I hate it when strategy games, instead of making AI a tiny bit smarter, just let them straight up cheat. Case in point, War on the Sea.
Its a rather niche naval strategy game. You take command of either japanese or americans during the 1942 Solomon Islands campaign, and fight for supremacy. You get a set amount of points that you spend on ships, freighters or combat ships. Then you move troops, supplies, etc between hotspots (Renelle Island, Guadalcanal, etc) and so the game goes, while trying to sink/evade hostile forces. The amount of points you get initially is enough to get a small combat group (two heavy and light cruisers and two destroyers) and a single convoy up, and maybe one or two submarines.

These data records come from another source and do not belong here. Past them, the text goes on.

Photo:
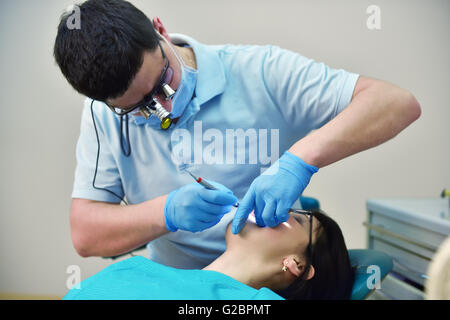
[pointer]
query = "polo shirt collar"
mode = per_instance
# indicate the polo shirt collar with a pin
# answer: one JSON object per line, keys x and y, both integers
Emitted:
{"x": 211, "y": 75}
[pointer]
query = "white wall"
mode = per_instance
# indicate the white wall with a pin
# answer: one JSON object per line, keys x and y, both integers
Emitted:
{"x": 41, "y": 113}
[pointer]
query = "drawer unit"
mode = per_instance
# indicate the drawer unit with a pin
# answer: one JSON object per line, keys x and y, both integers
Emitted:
{"x": 410, "y": 231}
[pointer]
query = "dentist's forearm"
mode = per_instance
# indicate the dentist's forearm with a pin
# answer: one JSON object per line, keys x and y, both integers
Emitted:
{"x": 105, "y": 229}
{"x": 376, "y": 114}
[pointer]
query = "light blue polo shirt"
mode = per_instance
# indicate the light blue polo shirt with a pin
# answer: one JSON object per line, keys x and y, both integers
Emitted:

So here I was thinking enemy would be subject to the same limitation... How wrong I was! Turned out, my first patrol of six ships encountered enemies. Four heavy and six light cruisers. Okay, maybe they invested all in those ships, right? Wrong, the next day I got assaulted by a wing of D3A1 Vals and B5N2 Kate carrier borne bombers, meaning that at this point in the campaign, three days in, japanese already had forces equivalent to about 700 points, when I am given 250. And then see them make just plain stupid mistakes - like ALL torpedo bombers in flight going after destroyers, fighters strafing heavy cruisers, and dive bombers plinking at light cruisers, when completely ignoring freighters which are much more important target than combat ships in this scenario. It makes the gameplay feel so cheap, instead of challenge you fight a cheater. A very dumb one at that.